Hey, Julian, why don’t we take one last question as we are over our allotted time?
Certainly. Our final question will come from Robin Karnauskas from Truist Securities. Please go ahead. Your line is open.
Great, thank you. So congratulations on tarlatamab, or I’m going to call TMAb to make my life easier. But can you just opine a little bit, usually first, the first innovators expand a market like small cell to be much bigger than what people think of today. And walk us through the cadence of these Phase 1 trials in particular, I think the checkpoint inhibitor combination trial, like when could we see data from that and how do you view like even Harpoon, the competitive landscape and how you are differentiated from them? Thanks so much.
Sure. Let me start with the tarlatamab [ph]. I’m extremely enthusiastic about this molecule, you know, as always, I’ll let others talk about their molecules. But, this one is one that we’re really putting muscle behind to sort of level set everyone here. As you start to think about the unmet medical need, there are roughly 240,000 cases of lung cancer in the United States each year. Roughly 15% of them are small cell lung cancer, comparable numbers in Western Europe for example. So that gives you a sense of the patient numbers. The clinical development program overtime is going to be designed to look at really that broad swath of patients. Of course, we’re starting in third-line therapy, but our goal here is to quickly advance into second and earlier lines of treatment. And, we’ll talk more about those clinical studies as we get through later in the year. But this is one again, where I think when we get into settings of lower tumor burden as we’ve observed with BLINCYTO, we can really affect the natural history of the disease. Recall that upon initial diagnosis, only 7% of patients with small cell lung cancer will be alive five years later. And that’s the opportunity to change that, I think is in front of us now.
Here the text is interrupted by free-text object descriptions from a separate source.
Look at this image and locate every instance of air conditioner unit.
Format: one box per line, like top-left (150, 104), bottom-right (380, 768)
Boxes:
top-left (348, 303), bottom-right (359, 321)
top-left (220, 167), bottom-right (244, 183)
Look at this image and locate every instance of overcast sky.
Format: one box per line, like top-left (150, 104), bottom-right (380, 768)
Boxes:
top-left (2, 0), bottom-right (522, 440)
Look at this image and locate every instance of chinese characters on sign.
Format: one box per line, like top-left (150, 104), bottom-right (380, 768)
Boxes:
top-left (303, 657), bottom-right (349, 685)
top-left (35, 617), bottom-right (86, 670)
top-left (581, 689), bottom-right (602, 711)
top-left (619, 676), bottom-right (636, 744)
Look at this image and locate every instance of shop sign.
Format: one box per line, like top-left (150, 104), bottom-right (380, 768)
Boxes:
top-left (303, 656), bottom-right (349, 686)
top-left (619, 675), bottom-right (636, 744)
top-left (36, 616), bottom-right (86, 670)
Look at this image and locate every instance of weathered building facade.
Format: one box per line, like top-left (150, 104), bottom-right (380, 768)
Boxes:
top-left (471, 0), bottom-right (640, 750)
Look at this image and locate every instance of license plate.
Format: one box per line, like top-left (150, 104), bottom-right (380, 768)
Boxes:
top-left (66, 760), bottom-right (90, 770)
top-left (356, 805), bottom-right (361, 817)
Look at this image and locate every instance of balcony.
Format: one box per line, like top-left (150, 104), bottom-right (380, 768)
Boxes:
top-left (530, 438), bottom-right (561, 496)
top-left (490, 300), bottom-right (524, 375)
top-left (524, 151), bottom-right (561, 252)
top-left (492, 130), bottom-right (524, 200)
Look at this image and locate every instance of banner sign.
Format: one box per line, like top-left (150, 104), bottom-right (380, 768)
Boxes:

Okay. Well, thank you for your question Robin, and thank you all for joining. As Arvind said, we know we’re a couple minutes over allotted time, so I want to be respectful of your calendars, but I also just do want to make one more statement, if I may, which is before we break, I wanted to announce that after nearly 19 years in the role Arvind Sood will be transitioning his Head of IR responsibility to our Treasurer, Justin Claeys. And Arvind will remain a VP in Finance and will help Justin transition seamlessly into this new role. So he is, while he is not leaving this is nonetheless a big moment and I wanted to acknowledge it because I know Arvind is something of a legend and a fixture in the investor relations world. And I – on a personal note, I want to just add that I’ve worked with Arvind now for more than 20 years. So we began working together even before we both joined Amgen. So I want to publicly congratulate him on his accomplishments in the IR profession. And I want to again, publicly state that I’m delighted that he’s going to remain part of the finance group working with me and Peter and the rest of the team. So on his birthday, we have a second thing to celebrate, which is the culmination of nearly 19 years in his role at Amgen. And those of you, who haven’t met Justin, will enjoy getting to know him. He’s been with Amgen for more than 20 years and served as our Treasurer for most of the past four years. So I know you’ll all join me in wishing Justin well as he begins his transition into this role. And I know you’ll all join me in wishing Arvind a good celebration here with us later this evening. Thank you. We’ll talk to you after the next quarter.
Great. Thank you everybody. And we’ll keep in touch.
This concludes our 2023 Q2 earnings call. You may now disconnect.